The United Arab Emirates and Bahrain on Tuesday will become the latest Arab states to break a longstanding taboo when they sign agreements toward normalizing relations with Israel in a strategic realignment of Middle Eastern countries against Iran.
U.S. President Donald Trump will host the White House ceremony at noon EDT (1600 GMT), capping a dramatic month when first the UAE and then Bahrain agreed to reverse decades of ill will without a resolution of Israel’s decades-old dispute with the Palestinians.
At the U.S.-brokered ceremony, Israeli Prime Minister Benjamin Netanyahu will sign agreements with Emirati Foreign Minister Sheikh Abdullah bin Zayed al-Nahyan and Bahrain’s Foreign Minister Abdullatif Al Zayani.
The deals make them the third and fourth Arab states to take such steps to normalize ties since Israel signed peace treaties with Egypt in 1979 and Jordan in 1994.
The back-to-back agreements, which have drawn bitter condemnation from the Palestinians, mark an improbable diplomatic victory for Trump. He has spent his presidency forecasting deals on such intractable problems as North Korea’s nuclear program only to find actual achievements elusive.
Trump is up for re-election on Nov. 3 and the accords could help him shore up support among pro-Israel Christian evangelical voters, an important part of his political base.
Bringing Israel, the UAE and Bahrain together reflects their shared concern about Iran’s rising influence in the region and development of ballistic missiles.

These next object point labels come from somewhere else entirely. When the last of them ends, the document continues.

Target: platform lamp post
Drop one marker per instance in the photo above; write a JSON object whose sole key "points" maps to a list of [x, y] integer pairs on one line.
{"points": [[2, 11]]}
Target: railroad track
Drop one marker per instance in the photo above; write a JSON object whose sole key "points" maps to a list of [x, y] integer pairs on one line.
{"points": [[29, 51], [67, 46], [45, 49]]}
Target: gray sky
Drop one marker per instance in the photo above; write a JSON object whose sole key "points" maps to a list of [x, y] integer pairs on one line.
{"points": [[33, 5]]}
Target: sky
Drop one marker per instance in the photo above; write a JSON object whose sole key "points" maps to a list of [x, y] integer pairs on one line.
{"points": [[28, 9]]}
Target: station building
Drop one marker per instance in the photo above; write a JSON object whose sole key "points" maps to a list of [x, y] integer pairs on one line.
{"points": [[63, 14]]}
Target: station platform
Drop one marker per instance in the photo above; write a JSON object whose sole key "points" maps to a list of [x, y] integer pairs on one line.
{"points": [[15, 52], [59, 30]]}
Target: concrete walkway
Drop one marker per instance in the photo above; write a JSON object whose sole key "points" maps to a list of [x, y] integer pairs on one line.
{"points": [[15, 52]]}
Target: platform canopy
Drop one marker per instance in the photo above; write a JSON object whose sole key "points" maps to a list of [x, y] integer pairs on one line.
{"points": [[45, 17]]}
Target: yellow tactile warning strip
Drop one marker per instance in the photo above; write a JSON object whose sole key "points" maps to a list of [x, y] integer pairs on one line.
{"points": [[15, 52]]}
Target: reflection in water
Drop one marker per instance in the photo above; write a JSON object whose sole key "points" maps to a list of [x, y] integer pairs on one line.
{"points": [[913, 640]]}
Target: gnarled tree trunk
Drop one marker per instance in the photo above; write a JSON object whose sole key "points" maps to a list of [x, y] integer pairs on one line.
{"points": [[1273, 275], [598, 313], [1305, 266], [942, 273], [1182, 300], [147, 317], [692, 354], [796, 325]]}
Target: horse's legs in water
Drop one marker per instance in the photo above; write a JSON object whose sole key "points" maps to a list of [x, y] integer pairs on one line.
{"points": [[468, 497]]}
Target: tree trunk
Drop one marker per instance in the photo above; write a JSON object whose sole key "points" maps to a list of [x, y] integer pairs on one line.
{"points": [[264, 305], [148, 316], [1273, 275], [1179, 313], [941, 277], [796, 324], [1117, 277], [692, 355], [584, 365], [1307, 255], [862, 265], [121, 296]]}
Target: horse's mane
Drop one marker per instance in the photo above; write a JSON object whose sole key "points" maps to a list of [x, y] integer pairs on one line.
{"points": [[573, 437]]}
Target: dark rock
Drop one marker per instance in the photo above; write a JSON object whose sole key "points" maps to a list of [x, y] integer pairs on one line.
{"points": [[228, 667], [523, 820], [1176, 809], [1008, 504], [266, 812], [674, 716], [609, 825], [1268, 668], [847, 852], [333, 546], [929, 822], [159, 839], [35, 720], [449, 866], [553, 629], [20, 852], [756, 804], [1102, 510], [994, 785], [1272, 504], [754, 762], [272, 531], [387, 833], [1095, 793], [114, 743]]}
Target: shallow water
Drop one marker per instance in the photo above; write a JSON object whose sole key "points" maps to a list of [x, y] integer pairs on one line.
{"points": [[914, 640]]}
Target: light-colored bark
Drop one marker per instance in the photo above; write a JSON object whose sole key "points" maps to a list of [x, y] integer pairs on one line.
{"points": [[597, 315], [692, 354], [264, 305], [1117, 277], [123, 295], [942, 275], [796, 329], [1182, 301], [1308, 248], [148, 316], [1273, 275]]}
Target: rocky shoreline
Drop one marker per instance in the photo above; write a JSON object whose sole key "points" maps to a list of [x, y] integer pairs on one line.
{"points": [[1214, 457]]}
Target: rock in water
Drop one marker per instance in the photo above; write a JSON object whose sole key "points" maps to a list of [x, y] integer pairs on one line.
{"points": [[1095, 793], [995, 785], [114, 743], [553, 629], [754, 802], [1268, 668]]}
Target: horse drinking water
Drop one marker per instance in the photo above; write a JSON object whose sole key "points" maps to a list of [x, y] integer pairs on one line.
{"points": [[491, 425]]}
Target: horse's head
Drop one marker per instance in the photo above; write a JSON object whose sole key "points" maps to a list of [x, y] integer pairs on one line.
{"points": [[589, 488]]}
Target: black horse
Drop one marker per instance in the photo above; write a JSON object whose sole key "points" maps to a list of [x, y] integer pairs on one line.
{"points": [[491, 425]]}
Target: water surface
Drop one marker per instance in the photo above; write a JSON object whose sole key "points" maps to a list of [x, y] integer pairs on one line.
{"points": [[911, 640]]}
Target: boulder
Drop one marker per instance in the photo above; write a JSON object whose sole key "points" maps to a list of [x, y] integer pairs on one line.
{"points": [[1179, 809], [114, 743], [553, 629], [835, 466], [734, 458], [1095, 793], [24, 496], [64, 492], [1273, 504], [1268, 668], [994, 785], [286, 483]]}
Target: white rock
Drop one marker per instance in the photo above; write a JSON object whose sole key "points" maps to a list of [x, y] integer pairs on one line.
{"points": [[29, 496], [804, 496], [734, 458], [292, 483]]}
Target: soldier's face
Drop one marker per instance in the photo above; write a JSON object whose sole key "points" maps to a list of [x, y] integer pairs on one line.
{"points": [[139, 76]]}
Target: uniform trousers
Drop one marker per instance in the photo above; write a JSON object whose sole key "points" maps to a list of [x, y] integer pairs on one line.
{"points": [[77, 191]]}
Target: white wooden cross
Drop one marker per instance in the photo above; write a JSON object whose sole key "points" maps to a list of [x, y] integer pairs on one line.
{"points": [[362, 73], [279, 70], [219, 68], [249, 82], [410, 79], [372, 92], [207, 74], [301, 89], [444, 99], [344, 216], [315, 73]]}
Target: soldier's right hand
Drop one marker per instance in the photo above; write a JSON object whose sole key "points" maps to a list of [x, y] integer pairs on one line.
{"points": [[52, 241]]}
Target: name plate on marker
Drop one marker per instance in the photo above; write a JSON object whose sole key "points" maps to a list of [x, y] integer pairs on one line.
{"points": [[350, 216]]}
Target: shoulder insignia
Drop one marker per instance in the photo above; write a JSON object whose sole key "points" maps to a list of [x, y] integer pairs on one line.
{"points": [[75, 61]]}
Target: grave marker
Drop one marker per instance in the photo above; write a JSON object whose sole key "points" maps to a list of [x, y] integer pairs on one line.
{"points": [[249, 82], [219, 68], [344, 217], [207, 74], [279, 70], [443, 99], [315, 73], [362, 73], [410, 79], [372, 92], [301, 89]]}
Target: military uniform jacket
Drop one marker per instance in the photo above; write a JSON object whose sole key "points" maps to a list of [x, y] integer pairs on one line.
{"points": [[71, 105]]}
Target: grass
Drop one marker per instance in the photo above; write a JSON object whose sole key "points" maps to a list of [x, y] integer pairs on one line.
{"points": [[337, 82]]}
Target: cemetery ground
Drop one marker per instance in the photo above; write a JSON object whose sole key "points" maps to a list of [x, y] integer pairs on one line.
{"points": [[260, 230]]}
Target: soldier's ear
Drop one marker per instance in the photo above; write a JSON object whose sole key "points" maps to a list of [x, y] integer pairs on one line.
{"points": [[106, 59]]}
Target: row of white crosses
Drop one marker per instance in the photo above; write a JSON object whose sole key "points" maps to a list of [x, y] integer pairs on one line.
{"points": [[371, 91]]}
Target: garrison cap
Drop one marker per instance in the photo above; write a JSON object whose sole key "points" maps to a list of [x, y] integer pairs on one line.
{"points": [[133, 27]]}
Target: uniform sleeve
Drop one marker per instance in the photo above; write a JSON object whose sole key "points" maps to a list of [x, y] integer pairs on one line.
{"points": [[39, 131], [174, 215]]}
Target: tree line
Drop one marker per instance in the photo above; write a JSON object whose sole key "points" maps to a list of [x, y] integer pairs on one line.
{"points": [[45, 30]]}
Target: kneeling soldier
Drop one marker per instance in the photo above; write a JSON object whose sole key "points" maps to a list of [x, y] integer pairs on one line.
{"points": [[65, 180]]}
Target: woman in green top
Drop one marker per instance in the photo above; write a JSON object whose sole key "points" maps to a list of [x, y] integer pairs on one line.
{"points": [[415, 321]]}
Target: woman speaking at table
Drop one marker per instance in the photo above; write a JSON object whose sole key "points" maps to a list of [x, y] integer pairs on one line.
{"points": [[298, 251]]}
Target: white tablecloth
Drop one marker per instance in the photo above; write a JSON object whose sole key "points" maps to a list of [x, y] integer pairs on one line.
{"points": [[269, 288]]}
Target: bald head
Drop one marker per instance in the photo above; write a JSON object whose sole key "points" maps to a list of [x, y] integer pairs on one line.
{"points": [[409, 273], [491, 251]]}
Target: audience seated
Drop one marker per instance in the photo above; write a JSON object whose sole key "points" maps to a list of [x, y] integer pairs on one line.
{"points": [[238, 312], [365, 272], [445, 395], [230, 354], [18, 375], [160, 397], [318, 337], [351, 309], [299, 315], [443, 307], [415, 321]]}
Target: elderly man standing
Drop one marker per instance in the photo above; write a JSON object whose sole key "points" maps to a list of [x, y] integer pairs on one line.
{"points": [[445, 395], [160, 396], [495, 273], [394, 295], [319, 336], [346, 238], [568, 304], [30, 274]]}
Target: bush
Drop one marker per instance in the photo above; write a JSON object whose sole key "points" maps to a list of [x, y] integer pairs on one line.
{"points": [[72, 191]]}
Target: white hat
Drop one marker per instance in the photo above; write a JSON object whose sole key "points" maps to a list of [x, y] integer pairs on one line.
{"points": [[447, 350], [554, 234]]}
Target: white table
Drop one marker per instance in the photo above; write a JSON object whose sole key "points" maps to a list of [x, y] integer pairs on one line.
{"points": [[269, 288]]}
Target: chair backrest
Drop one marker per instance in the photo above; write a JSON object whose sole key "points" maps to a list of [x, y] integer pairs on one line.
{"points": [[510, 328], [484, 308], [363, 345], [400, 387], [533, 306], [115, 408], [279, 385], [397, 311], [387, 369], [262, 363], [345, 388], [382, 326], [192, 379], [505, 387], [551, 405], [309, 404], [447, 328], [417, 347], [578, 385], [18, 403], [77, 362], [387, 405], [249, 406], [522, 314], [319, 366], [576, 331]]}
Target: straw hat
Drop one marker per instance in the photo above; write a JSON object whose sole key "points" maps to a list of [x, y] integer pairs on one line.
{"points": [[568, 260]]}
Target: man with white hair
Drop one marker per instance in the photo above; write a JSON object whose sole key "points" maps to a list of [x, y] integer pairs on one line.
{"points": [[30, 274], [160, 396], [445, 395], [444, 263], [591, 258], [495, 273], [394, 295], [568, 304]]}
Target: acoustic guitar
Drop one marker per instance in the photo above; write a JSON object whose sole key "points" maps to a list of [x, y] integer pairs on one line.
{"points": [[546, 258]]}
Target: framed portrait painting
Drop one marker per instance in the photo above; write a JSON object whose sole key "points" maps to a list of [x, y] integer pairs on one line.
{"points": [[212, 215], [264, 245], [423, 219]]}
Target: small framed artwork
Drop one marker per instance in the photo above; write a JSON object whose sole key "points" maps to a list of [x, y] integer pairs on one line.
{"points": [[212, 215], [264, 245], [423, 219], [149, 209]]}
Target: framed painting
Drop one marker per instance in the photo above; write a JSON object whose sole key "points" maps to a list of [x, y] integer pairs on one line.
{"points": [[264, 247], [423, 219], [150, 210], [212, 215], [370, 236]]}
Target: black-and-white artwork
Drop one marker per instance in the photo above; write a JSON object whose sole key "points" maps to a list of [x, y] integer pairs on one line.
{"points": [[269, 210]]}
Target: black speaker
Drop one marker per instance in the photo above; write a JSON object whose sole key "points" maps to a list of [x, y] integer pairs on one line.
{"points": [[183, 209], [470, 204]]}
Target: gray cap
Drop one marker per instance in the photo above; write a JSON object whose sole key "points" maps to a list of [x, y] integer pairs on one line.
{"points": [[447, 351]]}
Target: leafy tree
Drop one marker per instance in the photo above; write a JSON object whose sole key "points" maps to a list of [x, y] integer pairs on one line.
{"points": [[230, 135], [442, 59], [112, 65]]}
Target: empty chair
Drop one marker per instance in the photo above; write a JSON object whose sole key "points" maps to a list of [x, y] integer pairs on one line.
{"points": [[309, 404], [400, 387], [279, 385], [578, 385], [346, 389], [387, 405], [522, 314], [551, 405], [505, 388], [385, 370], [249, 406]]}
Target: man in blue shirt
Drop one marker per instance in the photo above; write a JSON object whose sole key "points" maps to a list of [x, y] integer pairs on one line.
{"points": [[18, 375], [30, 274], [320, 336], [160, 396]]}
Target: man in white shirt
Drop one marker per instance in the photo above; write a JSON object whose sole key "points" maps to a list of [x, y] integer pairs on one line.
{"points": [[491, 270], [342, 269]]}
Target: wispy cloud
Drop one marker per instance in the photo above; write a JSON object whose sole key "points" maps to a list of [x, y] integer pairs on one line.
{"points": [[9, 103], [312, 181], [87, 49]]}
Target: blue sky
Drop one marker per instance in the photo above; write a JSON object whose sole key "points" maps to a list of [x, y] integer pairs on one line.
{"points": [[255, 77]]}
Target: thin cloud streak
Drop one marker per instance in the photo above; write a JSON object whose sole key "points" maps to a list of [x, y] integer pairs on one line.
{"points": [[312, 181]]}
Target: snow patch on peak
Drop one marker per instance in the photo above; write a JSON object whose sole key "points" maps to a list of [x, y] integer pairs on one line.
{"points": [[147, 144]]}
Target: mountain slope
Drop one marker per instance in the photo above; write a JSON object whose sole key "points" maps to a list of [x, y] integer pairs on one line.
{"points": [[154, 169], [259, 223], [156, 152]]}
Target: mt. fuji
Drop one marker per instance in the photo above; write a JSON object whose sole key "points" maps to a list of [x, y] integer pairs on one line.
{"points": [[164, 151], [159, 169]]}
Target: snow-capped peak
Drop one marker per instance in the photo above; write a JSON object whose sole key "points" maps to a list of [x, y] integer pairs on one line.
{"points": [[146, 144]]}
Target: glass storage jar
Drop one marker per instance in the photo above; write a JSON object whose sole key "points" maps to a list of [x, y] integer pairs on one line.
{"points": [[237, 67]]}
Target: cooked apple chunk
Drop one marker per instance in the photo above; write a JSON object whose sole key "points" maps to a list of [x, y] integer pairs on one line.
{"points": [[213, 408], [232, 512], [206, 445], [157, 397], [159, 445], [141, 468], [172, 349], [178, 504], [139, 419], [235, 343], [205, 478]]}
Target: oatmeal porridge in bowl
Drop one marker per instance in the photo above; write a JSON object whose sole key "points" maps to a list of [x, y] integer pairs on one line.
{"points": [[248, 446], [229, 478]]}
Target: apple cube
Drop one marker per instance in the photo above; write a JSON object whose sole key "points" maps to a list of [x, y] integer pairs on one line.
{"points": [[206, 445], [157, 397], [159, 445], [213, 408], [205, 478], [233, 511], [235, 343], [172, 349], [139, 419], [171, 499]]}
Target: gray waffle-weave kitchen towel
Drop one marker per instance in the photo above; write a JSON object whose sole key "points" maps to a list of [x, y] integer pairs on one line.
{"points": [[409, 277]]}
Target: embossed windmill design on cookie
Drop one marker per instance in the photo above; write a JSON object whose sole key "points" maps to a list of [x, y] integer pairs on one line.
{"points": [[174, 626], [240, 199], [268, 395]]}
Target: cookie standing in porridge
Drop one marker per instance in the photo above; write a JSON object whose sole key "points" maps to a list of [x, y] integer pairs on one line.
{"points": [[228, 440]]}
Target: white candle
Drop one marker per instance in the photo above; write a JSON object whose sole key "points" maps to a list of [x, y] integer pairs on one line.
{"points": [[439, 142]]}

Iran has been critical of both deals.
“Instead of focusing on past conflicts, people are now focused on creating a vibrant future filled with endless possibilities,” White House senior adviser Jared Kushner said in a statement late on Monday. Kushner helped negotiate the agreements and is trying to persuade more Gulf countries to strike similar accords with Israel.
One target of White House appeals is Oman, whose leader spoke with Trump last week.
Another is Saudi Arabia, the biggest Gulf Arab power. So far the Saudis, whose king is custodian of Islam’s holiest sites and rules the world’s largest oil exporter, have signaled they are not ready.
Although a diplomatic win for Netanyahu, the signing ceremony takes place while he faces criticism at home of his handling of the coronavirus pandemic and a corruption trial on charges of bribery, fraud and breach of trust that has led to frequent street protests.
Netanyahu denies any wrongdoing and describes his trial as a leftist political witch-hunt aimed at unseating a popular right-wing leader.
Netanyahu signaled on Monday that Israel’s deals with the two Gulf Arab states may still be works in progress.
A senior Trump administration official said that the documents were complete or nearly finished, that Israel would sign separate agreements with each of the Gulf states and that then the United States would join all three in signing a common document known as the Abraham Accords. But the official declined to provide specifics.
In a nod to the coronavirus that has hit the United States and the world, the White House is encouraging but not requiring the participants to wear masks. Though the mood of the ceremony is expected to be warm, it will be up to the leaders whether they want to shake hands, the official told reporters.
Frustrated by the Palestinians’ refusal to take part in Trump’s Middle East peace initiative, the White House has sought to bypass them in hopes they will see the deals with the UAE and Bahrain as incentives, even leverage, for peace talks.
The accords have left the Palestinians feeling abandoned by some of their closest traditional Arab allies.
The Palestinian leadership, which has long accused Trump of pro-Israel bias, has denounced the Arab rapprochement with Israel as a betrayal of their cause, even though Netanyahu agreed, in return for normalization with the UAE, to suspend a plan to annex parts of the occupied West Bank.
Palestinians view the new agreements as weakening a longstanding pan-Arab position that calls for Israeli withdrawal from occupied territory and acceptance of Palestinian statehood in return for normal relations with Arab countries.
Though negotiations between Israel and the Palestinians last broke down in 2014, some Gulf Arab states and several other Arab countries have long had quiet, informal contacts with Israel.